Among the signatories of the appeal is Professor Michal V. Marek, director of the Global Change Research Centre of the Czech Academy of Sciences, who says he signed without hesitation:

“The changes to emission limits are still so minor, that any exemptions will only be for the worse. The increase of greenhouse gas emissions is so significant that any effort to limit them is positive.

Illustrative photo: Nikola Belopitov, Pixabay / CC0Illustrative photo: Nikola Belopitov, Pixabay / CC0 “I also think this pressure can force those who are affected by the new legislation to start looking for different solutions. Getting an exemption is not one of them. A solution is to look for new technologies.”

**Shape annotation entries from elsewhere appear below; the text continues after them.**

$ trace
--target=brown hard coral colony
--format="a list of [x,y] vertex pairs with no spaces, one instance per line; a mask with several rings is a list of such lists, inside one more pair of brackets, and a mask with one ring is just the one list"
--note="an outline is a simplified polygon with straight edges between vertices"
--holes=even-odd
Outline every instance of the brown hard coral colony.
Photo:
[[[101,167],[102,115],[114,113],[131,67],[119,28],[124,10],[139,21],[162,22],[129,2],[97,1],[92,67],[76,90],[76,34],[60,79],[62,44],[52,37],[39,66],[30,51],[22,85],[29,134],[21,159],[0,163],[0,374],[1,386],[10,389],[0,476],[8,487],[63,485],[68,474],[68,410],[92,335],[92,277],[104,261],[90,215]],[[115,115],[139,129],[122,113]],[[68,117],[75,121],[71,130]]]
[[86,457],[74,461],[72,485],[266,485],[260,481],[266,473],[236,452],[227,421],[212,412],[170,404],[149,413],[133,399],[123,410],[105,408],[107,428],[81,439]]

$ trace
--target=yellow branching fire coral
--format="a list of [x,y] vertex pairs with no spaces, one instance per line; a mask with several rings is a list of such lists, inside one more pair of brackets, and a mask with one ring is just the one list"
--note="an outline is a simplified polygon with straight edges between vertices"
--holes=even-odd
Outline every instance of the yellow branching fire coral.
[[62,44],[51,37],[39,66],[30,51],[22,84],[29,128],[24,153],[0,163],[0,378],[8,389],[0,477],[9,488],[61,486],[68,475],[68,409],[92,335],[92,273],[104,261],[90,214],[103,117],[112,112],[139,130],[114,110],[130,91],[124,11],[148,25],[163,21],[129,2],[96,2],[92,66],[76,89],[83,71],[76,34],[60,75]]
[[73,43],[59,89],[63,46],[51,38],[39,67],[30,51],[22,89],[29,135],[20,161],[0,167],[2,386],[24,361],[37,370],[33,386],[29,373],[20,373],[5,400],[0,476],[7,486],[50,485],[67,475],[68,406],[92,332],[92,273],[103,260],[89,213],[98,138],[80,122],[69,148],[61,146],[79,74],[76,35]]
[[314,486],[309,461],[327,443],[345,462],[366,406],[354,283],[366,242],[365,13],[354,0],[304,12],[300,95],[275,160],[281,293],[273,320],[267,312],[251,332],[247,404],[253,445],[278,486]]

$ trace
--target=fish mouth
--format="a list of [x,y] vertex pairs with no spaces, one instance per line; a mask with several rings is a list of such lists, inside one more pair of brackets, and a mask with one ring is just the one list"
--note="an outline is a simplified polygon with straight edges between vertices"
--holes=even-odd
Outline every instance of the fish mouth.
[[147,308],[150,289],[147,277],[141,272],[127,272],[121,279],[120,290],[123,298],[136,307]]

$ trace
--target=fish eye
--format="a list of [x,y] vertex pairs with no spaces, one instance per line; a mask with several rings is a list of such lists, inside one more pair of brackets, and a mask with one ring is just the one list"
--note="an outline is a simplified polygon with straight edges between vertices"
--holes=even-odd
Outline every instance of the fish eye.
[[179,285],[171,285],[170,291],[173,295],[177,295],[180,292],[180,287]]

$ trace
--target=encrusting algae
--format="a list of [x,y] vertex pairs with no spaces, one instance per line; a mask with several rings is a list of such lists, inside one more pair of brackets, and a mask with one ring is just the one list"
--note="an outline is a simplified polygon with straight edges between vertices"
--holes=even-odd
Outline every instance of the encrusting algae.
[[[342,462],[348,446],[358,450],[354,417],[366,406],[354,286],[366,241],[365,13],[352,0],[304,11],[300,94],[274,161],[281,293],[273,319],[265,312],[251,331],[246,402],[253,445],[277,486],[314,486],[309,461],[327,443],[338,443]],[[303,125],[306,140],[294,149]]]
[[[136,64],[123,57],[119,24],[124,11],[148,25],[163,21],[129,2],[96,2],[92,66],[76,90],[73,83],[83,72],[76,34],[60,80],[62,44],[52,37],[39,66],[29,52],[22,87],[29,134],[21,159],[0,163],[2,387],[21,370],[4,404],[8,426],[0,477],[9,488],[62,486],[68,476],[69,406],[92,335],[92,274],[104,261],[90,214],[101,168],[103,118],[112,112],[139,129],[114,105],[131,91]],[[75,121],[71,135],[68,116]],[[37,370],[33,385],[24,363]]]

The Czech Republic, along with other countries heavily reliant on coal, such as Poland, Bulgaria and Germany were opposed to restricting the EU pollution norms. Jiří Koželouh hopes the Czech Environment Ministry will take a different stand in the future:

“So far, the Ministry of Environment has opposed these binding limits and sided with the polluters. We hope that they will take a more positive stand and support the change in the law.

“We believe it would be an adequate reaction for a department whose first and foremost role is to protect the environment.”

The law that would prohibit exemptions to EU pollution regulations has been proposed by the Pirate Party and is also supported by a number of Christian Democratic and TOP 09 deputies. The proposal is set to be debated in the lower house later this week.